Hit Manga is a multiplayer card game that can be played in both English and Japanese. Players are provided with 50 red cards (cards for taking), 50 gray cards (cards for reading), 4 yellow cards (negative points), and 4 blue cards (new rules that can be added). Before starting the game, all of the red cards are laid out on the table, a gray card for each player is set aside, and the rest of the gray cards are placed face down in the middle of the table as a stockpile. The directions specify that the “biggest Manga fan” takes his/her turn first. The first player up takes one gray card and imagines a situation for the scene on the card, describing where the person is, who the person is, what the person is doing, etc. He/she then acts out what the person on the card may be saying and doing, while the other players look at the red cards and try to determine which card the player is describing, taking a guess as soon as possible. When you think you have the correct card, show it to the first player. If the cards match, you both get one point, which you keep track of by keeping the cards. If your card doesn’t match, your chance is over and the other players take their guesses.
Be careful! Each player only has one guess per round! If no one finds the correct card, the player whose turn it is gets a yellow card, indicating that he/she has negative one point. The next player then picks up a gray card and tries to act it out and the game continues until the stockpile of gray cards runs out, or until all four yellow cards run out. The winner is the player with the most points. If there is a tie, the winner is determined by who has less yellow cards.
To change things up, players can use blue cards to add new rules to the game! These include communicating only through onomatopoeia, mimicry, and sound effects, communicating only with gestures, using your turn to build on the story of the previous player, and communicating using a rule you made up. The blue cards offer both an English and a Japanese explanation and the game comes with directions in both languages as well. Hit Manga can be an exciting way to strengthen your language by using it in situations you may not have before, or it can just be a fun game to play with friends!
Located on the shelf called “French Games” is one such board game titled “Race to Paris”. This game is best for beginners as it utilizes many basic nouns and verbs. You use cards to create French sentences and the longer the sentence, the more points you can receive. More points means making it to the center of the board, AKA Paris.
There are also arrows located on the cards that show what cards can be placed before and after others which means you can create sentences easily (even if you have no idea what the words mean) and advance in the game. Although not being able to translate your sentence means fewer points.
It is also a useful way to practice your pronunciation since some spots require you to test your opponents on their knowledge of French vocab words. For beginners it is a great way to expand one’s vocabulary and even advanced students can review. Regardless, everyone can have a few laughs at the basic, but somehow still funny, sentences such as “I admire the sad professor.” Don’t we all.

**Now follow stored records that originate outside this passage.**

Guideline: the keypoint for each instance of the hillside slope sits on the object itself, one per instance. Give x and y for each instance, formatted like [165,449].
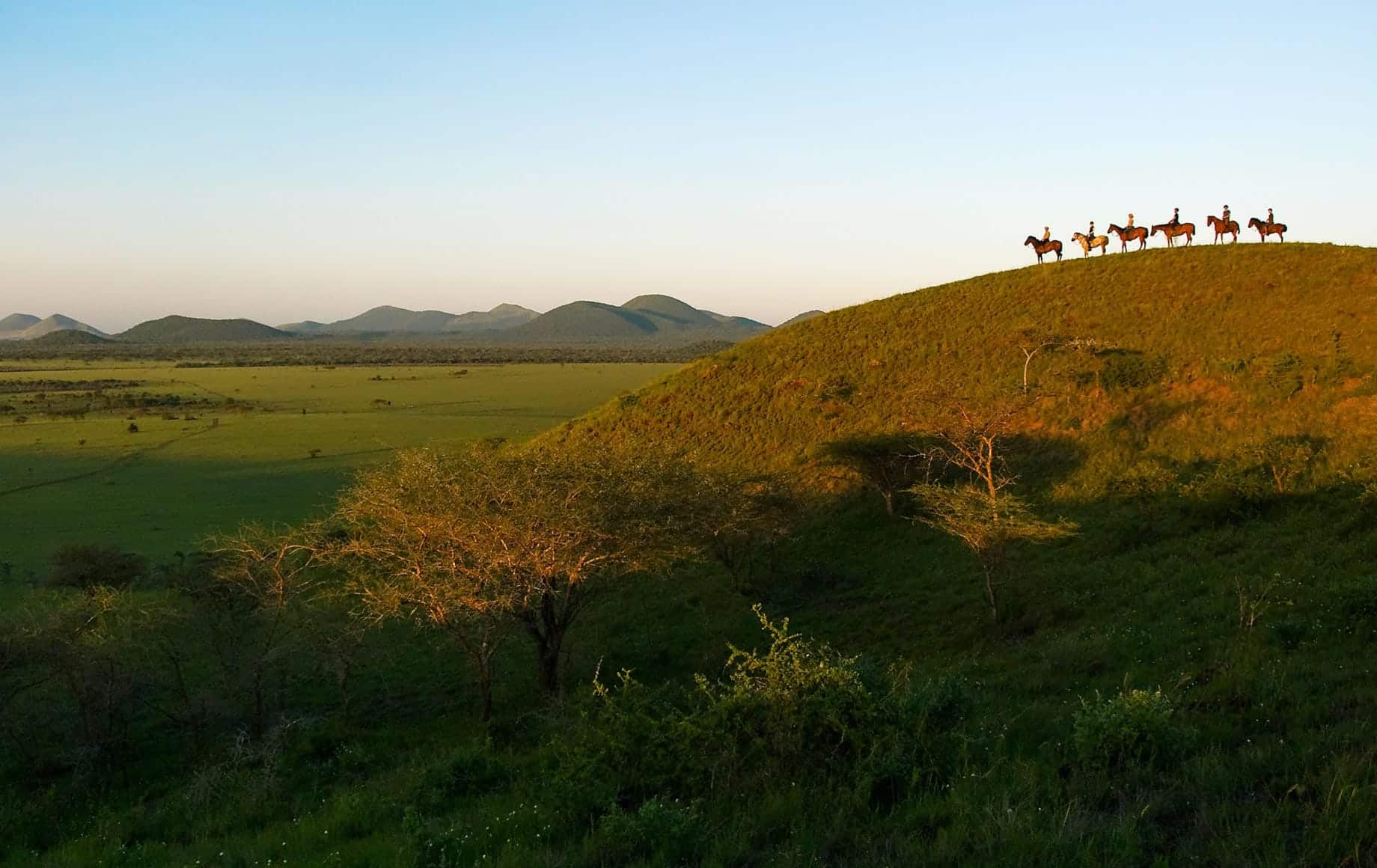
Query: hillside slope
[195,329]
[1176,352]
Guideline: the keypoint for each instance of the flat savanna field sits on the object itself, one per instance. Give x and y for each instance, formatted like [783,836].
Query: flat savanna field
[221,445]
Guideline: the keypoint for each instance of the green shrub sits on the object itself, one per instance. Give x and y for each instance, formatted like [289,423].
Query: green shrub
[1126,371]
[91,565]
[1134,728]
[660,831]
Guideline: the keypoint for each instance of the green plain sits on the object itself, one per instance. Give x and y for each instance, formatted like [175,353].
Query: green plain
[164,488]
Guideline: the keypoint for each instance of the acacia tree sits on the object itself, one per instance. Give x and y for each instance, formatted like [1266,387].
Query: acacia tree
[409,540]
[980,510]
[251,602]
[740,517]
[485,540]
[883,460]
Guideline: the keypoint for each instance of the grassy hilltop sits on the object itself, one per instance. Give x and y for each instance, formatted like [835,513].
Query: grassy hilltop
[1183,676]
[1183,350]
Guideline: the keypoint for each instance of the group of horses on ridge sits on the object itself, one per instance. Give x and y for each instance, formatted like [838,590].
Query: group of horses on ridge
[1141,233]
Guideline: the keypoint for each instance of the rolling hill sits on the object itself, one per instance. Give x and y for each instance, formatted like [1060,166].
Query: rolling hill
[1182,676]
[26,327]
[1222,334]
[17,323]
[388,320]
[802,317]
[646,319]
[68,338]
[195,329]
[1203,424]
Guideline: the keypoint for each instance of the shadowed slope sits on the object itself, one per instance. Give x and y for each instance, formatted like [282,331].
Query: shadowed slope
[1180,352]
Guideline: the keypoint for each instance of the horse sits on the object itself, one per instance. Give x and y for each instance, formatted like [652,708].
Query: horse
[1041,247]
[1132,233]
[1268,229]
[1088,244]
[1223,229]
[1170,232]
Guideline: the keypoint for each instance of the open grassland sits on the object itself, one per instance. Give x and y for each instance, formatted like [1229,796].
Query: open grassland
[237,444]
[1172,355]
[1183,678]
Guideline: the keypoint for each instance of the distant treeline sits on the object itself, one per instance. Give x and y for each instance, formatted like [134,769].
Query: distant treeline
[357,353]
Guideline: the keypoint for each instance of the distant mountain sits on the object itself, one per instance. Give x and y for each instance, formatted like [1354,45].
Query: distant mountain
[646,319]
[193,329]
[26,327]
[391,320]
[68,338]
[17,323]
[498,319]
[802,317]
[388,320]
[308,327]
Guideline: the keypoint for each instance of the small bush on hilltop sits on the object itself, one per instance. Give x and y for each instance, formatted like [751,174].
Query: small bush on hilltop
[1132,728]
[793,715]
[93,565]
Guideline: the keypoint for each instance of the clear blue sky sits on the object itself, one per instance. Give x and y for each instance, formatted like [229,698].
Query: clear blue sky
[287,160]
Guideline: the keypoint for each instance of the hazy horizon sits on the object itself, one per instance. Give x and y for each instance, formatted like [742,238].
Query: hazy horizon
[310,163]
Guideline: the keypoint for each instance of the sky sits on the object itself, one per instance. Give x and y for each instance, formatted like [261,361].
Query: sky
[293,162]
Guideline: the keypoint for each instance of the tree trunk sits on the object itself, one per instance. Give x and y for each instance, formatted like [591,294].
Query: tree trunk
[485,691]
[547,664]
[257,722]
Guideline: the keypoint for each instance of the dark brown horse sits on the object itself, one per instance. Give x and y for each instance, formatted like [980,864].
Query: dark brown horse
[1042,247]
[1223,229]
[1268,229]
[1170,232]
[1132,233]
[1088,244]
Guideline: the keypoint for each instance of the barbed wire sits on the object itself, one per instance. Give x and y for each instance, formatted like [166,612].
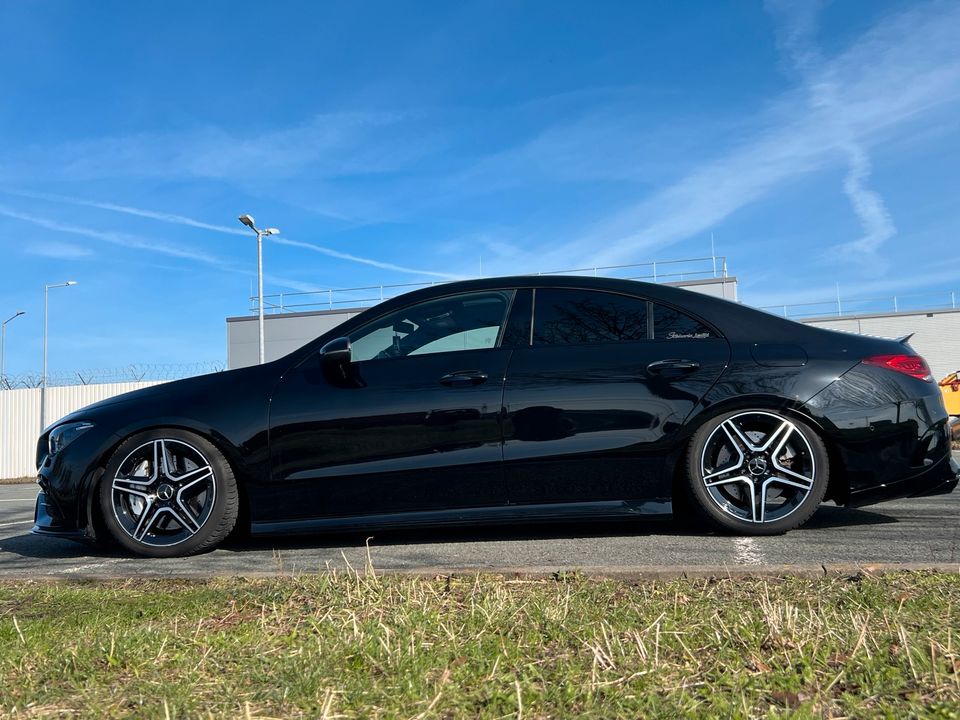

We’ve all seen it before- an innocent, misguided soul walks into a tattoo parlor with their favorite word or quote translated into a language they are not familiar with. Before they know it, the Chinese symbol for “oven” or meaningless Arabic gibberish is permanently etched on their body. For speakers of these languages, I imagine seeing these tattoos on their peers, on strangers and on celebrities causes some combination of frustration (because their language is being used incorrectly by people who will probably never know what they really have written on them) and entertainment (because it’s sort of like a little inside joke among those who know the language).
One of the first things I learned in my introductory Italian class was the difference between “e” and “è.” “E” in Italian translates to “and,” while “è” translates to “is.” Mixing these two up can completely change the meaning of what you are trying to say. One often quoted Italian phrase is “la vita è bella,” meaning “the life is beautiful.” This is a popular tattoo among both Italian speakers and non-Italian speakers. One of the most common mistakes I’ve seen is the phrase written as “la vita e bella,” which translates to “the life and beautiful.” Leaving out one simple mark changes the meaning of the whole phrase! Fortunately, this can be easily fixed. Unfortunately, it might take a while for someone to recognize the mistake.
If you’re looking to get a tattoo in a language you’re unfamiliar with, make sure to do a little bit of research on what you want written and on the language you want it written in, or find someone you trust to help you out. Don’t be another person on the long list of foreign language tattoo fails!
Please forgive my terrible puns. But learning German (or any language!) can be fun and easy using the many resources offered free of cost by the LRC, and one of my favorite examples is an online program called Transparent Language.
I used this resource to review some forgotten German vocabulary as well as try some of the basic lessons in Mandarin. Any German language learner at any level-beginner, intermediate or advanced- can use this program, which has a wide range of lessons and topics to choose from. You can skip around if you want, which is great for advanced speakers who don’t want to go through all the beginner lessons. The best thing about Transparent Language is that it helps in every area of language learning: reading, writing, listening comprehension, and speaking!
You do not need to be on an LRC computer to use this resource, but you can always come in and use our headphones and microphones for this program. To get started, visit the LRC webpage at www.gettysburg.edu/lrc and click on Resources. Under Online Resources, Transparent Language will be the first option. You will be asked to create a profile and a login and then you’re ready to go!
Have you ever played the video game Scribblenauts? Modeled in the style of a comic book, Scribblenauts is a fun puzzle based game in which you must come up with different nouns to solve problems the hero, Maxwell, encounters.
At the LRC you can play Scribblenauts in German on our iPads! This game is best suited for intermediate or advanced German students because it requires a variety of vocabulary knowledge that beginner students may not have yet. However, that shouldn’t stop you from trying it! This game is excellent for practicing word recall and vocabulary, and Autocorrect can help you out with spelling. To play, make sure the language of the IPad is set on German by going to the IPad’s General Settings > Language and Region > iPad language.
The German department and German club participated in a Game Night in the LRC earlier in the semester, and once we started playing, it was hard to stop! This game is very fun when you creatively solve problems. For example, to cut a tree down to receive a star from the top, we used the obvious saw and ax, then were able to use einer Flammenwerfer-a flamethrower! The breadth of objects available for use in Scribblenauts never fails to astound me.
Keep in mind that for each scenario you will have to come up with three different ways to solve the problem; essentially three different nouns that the characters can use. Additionally, you cannot use words you have already used in past scenarios, so choose wisely and be creative!
Here at the Language Resource Center, we carry Spot it! for basic Italian. Spot it! is an educational game that features universal images and words. Between any two cards, there is always only one matching pair. These pairs can be two images, two words, or an image and a word. Players can compete to find the matching pair before their opponent or race against the clock, seeing how quickly they can spot the matches themselves. Spot it! is an awesome tool for beginner Italian speakers. The repetition of the words among the cards solidifies word recognition and the pictures support reading comprehension. Saying the words aloud improves speech and trying to find matches quickly strengthens processing speed. Spot it! makes learning basic Italian vocabulary fun and breaks away from tedious memorization techniques. Playing Spot it! will improve your vocabulary and boost your understanding of the words you’re learning in a way lists and index cards can’t!